WAHLPRÜFSTEIN ZUR BUNDESTAGSWAHL 2013

Die christlichen Soldaten der Bundeswehr erhalten Beistand bei Lebenskonflikten durch staatlich finanzierte Militärpfarrer. In den Niederlanden z.B. garantiert und finanziert der Staat den Soldaten humanistische Lebensberater, die von den Organisationen der Konfessionsfreien angestellt und ihnen verantwortlich sind.

Wir wollen wissen:

a. Unterstützen Sie die Einführung eines Modells der Konfliktberatung nach diesem Muster?

b. Im Hinblick auf die Unterrichtung der Soldaten und Soldatinnen fragen wir: Wie sehen Ihre Vorstellungen aus, den im Wesentlichen von Theologen geprägten „Lebenskundlichen Unterricht“ durch einen neutralen Ethikunterricht und überkonfessionelle Lehrkräfte zu ersetzen? 


ANTWORT |
DIE LINKE

a. Die LINKE setzt sich im Rahmen ihrer sozialpolitischen Agenda auch für die Rechte von Soldatinnen und Soldaten in ihrem Arbeitsumfeld ein. Insofern bestehen wir auf der Fürsorgepflicht, die der Arbeitgeber Bundeswehr z.B. gegenüber im Einsatz versehrten Bundeswehrsoldaten hat. Die LINKE akzeptiert ebenso das Recht aller, nicht nur religiöser Soldaten, auf Seelsorge. Jedoch sollte dies prinzipiell nicht im Rahmen der sogenannten Militärseelsorge erfolgen.
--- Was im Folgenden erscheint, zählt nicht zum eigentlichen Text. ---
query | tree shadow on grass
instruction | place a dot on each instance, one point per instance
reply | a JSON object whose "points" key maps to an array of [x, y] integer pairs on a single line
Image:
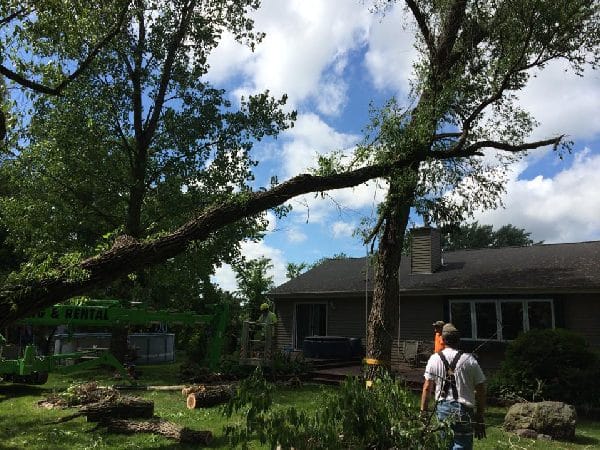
{"points": [[217, 442], [586, 440], [20, 390]]}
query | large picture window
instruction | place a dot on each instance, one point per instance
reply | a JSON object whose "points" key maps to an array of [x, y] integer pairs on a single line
{"points": [[502, 320]]}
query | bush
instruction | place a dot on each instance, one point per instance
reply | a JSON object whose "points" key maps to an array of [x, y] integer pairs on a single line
{"points": [[551, 365], [284, 365], [383, 416]]}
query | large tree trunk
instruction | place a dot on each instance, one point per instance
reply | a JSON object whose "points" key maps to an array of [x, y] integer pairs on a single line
{"points": [[121, 408], [162, 427], [382, 326], [18, 301], [209, 397]]}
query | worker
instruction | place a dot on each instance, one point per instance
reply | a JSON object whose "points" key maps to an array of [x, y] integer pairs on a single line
{"points": [[267, 317], [438, 342], [459, 385]]}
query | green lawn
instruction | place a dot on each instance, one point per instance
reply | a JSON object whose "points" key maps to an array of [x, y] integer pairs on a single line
{"points": [[23, 425]]}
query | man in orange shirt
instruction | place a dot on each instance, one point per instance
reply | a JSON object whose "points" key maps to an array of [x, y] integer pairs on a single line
{"points": [[438, 342]]}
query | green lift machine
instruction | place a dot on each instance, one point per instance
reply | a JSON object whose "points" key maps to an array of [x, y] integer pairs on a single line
{"points": [[32, 368]]}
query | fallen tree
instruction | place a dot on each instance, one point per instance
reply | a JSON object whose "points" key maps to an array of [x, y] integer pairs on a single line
{"points": [[128, 255], [162, 427]]}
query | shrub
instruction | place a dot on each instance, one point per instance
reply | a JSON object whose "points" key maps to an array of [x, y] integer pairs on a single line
{"points": [[285, 365], [551, 365], [383, 416]]}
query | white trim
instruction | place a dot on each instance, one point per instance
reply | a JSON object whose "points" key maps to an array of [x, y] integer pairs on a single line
{"points": [[525, 302]]}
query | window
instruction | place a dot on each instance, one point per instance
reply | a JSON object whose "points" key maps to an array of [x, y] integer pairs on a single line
{"points": [[501, 320], [311, 320]]}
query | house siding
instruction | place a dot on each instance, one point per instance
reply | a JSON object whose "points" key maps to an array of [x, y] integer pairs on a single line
{"points": [[346, 317], [417, 314], [284, 326], [581, 313]]}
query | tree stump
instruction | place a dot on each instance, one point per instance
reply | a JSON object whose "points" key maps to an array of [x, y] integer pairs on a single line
{"points": [[193, 389], [162, 427], [209, 397], [121, 408]]}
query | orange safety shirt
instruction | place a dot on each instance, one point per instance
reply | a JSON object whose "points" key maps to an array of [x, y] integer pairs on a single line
{"points": [[438, 343]]}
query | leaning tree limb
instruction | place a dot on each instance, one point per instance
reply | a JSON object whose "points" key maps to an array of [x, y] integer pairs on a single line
{"points": [[18, 301]]}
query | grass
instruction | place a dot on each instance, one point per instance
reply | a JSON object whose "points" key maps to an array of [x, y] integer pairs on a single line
{"points": [[24, 425]]}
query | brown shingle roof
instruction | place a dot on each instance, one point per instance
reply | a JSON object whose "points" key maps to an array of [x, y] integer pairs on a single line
{"points": [[574, 266]]}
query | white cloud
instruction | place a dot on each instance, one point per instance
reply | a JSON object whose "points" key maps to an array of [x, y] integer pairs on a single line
{"points": [[342, 229], [391, 53], [564, 208], [303, 53], [294, 235], [563, 102], [310, 137], [225, 276]]}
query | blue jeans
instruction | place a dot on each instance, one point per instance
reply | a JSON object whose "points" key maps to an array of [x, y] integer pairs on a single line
{"points": [[460, 417]]}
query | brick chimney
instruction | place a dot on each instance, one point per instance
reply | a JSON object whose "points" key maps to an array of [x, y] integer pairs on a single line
{"points": [[425, 250]]}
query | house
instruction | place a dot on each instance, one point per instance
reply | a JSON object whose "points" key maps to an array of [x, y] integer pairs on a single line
{"points": [[490, 294]]}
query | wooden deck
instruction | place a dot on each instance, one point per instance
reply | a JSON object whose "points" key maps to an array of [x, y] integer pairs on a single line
{"points": [[325, 372]]}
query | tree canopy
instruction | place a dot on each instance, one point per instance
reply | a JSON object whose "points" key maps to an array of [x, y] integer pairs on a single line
{"points": [[474, 57], [155, 142]]}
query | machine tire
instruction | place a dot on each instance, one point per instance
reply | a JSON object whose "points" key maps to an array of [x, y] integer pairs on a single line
{"points": [[39, 377]]}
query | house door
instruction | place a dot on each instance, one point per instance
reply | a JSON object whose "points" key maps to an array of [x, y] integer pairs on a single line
{"points": [[311, 320]]}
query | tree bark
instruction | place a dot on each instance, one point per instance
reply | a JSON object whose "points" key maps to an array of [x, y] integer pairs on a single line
{"points": [[121, 408], [208, 398], [162, 427], [18, 301], [383, 318]]}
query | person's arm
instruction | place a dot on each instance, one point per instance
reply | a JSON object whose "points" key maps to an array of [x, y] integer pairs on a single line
{"points": [[428, 386], [480, 399]]}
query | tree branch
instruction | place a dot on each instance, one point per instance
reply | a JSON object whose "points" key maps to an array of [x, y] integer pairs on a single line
{"points": [[17, 13], [57, 90], [19, 301], [423, 26], [172, 49], [513, 148], [22, 300]]}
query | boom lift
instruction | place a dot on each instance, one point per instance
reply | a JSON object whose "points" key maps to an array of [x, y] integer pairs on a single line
{"points": [[34, 369]]}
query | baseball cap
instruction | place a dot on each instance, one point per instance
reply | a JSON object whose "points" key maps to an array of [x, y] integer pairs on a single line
{"points": [[449, 328]]}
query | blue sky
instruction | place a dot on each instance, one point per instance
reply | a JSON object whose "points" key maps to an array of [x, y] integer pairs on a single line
{"points": [[333, 58]]}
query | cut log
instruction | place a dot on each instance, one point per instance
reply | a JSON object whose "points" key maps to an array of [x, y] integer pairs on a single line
{"points": [[121, 408], [193, 389], [209, 397], [162, 427]]}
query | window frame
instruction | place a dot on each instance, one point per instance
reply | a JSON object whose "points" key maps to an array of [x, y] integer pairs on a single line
{"points": [[499, 319]]}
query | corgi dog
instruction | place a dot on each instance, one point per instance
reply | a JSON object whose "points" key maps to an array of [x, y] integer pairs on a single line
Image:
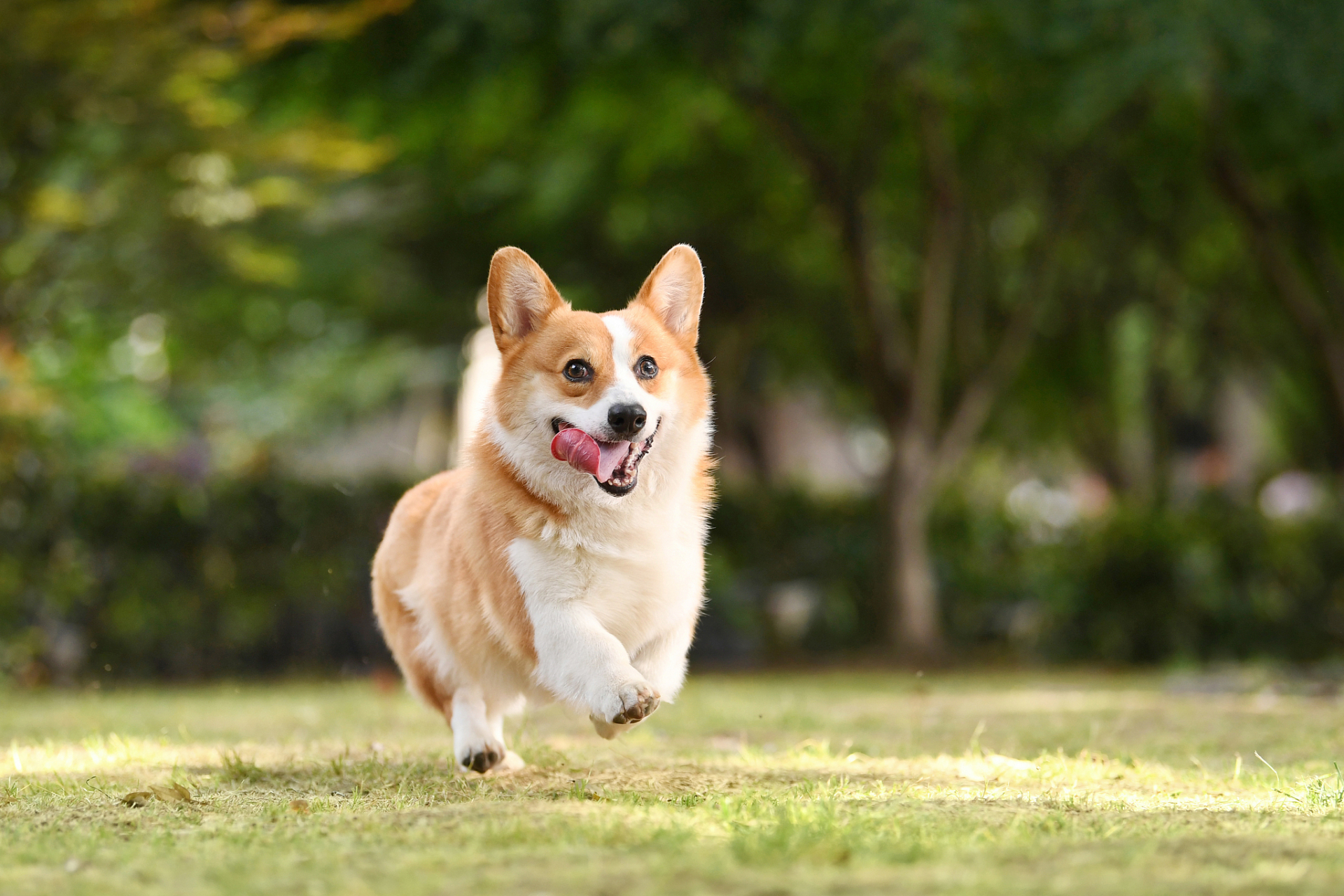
{"points": [[564, 559]]}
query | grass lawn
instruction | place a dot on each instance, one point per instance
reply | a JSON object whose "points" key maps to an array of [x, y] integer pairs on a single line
{"points": [[783, 783]]}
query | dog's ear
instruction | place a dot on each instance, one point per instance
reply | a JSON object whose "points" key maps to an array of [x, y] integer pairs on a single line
{"points": [[673, 290], [519, 296]]}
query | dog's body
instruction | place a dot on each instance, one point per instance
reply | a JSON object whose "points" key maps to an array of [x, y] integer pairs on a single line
{"points": [[523, 577]]}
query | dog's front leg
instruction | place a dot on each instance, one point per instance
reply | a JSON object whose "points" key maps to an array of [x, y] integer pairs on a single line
{"points": [[584, 664]]}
Militärgeistliche wurden in der deutschen Geschichte immer wieder für die Zwecke der Regierenden missbraucht. Der Interessenkonflikt, in dem Pfarrer stehen, die vom Militär bezahlt werden, liegt klar auf der Hand. Es besteht die Gefahr, dass Militärgeistliche versuchen,  Gewissenskonflikte der Soldaten im Sinne der Armee zu lösen, und nicht im Sinne des Gewissens des Soldaten. Dies würde auch für nicht-geistliche Seelsorger zutreffen. Die Linke lehnt daher die institutionelle Militärseelsorge ab. Die Seelsorge für Soldaten sollten Pfarrer bzw. Seelsorger übernehmen, die nicht in einem Dienstverhältnis mit der Bundeswehr stehen, das sie im Umgang mit den Soldaten kompromittieren muss.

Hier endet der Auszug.